Verdi Messa da Requiem – 2008

Charity: The Art Room
Venue: Sheldonian Theatre
Date: 2nd February 2008
Soloists:
Naomi Harvey (soprano)
Maria Jagusz (Mezzo-soprano)
Stephen Chaundy (Tenor)
Simon Thorpe (Bass)

Oxford Times pre-view:
GILES WOODFORDE talks to Robert Dean about conducting Verdi’s Requiem for a charity concert with a scratch choir

For the third year in succession, conductor Robert Dean is taking on a considerable challenge. In the course of a single day, he will rehearse a large scratch choir, and put on a performance of a major choral work that same evening.

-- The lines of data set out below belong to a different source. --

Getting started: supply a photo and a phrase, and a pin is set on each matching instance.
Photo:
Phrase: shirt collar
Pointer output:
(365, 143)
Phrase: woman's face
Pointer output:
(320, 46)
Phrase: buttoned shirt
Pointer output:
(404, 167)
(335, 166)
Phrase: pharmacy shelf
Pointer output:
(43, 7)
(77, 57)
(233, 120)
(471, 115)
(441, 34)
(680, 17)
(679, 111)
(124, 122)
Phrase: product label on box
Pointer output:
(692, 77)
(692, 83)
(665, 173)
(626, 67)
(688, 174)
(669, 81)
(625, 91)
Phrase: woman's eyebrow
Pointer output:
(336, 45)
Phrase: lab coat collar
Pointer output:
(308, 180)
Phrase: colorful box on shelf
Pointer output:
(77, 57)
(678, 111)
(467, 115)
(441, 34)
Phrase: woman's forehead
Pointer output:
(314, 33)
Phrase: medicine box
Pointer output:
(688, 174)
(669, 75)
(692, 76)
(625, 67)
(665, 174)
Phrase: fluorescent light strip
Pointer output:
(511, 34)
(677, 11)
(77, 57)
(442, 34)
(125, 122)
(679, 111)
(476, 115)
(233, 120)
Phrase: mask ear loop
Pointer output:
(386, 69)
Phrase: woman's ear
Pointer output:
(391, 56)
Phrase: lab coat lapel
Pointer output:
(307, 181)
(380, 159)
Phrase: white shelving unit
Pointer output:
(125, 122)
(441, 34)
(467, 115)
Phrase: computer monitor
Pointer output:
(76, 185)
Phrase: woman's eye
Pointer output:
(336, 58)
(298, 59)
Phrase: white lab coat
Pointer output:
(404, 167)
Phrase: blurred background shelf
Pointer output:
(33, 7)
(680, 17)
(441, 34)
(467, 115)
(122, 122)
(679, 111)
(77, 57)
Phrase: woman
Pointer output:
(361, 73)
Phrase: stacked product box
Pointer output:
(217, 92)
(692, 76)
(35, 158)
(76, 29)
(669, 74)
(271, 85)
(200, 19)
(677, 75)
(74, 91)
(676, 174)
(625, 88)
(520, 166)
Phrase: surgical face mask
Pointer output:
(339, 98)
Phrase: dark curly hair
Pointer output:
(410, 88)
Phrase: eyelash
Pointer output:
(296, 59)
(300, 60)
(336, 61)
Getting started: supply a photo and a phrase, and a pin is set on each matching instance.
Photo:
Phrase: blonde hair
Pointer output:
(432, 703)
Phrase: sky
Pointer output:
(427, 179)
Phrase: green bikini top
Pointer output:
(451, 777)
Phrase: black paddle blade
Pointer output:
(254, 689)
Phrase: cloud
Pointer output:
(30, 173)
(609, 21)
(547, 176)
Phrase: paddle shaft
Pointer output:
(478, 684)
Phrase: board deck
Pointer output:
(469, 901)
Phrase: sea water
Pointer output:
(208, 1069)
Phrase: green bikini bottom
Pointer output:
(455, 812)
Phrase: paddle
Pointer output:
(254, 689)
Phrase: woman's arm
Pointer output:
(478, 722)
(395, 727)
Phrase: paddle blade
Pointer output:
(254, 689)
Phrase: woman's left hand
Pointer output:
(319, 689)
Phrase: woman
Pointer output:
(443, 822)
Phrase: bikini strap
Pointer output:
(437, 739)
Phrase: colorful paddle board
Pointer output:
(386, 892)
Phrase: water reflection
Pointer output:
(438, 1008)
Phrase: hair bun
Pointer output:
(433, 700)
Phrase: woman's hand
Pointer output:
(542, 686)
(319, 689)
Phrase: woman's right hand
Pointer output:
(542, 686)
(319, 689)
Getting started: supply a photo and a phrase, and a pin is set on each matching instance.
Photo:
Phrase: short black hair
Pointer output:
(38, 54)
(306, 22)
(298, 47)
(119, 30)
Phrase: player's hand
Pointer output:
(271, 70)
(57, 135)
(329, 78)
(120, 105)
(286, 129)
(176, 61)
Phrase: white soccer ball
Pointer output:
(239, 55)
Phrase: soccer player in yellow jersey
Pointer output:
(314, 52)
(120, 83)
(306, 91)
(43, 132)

Robert is a major-league professional musician – following a successful career as an opera singer, he has conducted over 100 performances for Scottish Opera, tours frequently in the US and Canada, and is Artistic Director of the Philharmonia Chorus, preparing them for performances under the stellar international conductors of the day. He is also Professor of Voice at London’s Guildhall School.

What, I asked him when we met up, keeps bringing him back to Oxford for these concerts, where singers are not auditioned, but simply asked to “come and sing”?

“I love any opportunity of getting people together to sing. There’s no doubt that it’s almost a spiritual event. With these performances, there’s this tremendous sense of everybody pulling together to make it work. That is so exciting.

“When I’m conducting an opera, for example, I feel very much that I’m a medium between the orchestra pit and the stage – the singers on stage can’t see, and sometimes can barely hear, the orchestra. You are the one person the music is channelled through. The same thing happens in a concert.”

As was the case with Robert Dean’s two previous “come and sing” concerts – Handel’s Messiah and Haydn’s The Creation – all proceeds will go to The Art Room, a charity based at Oxford Community School in East Oxford.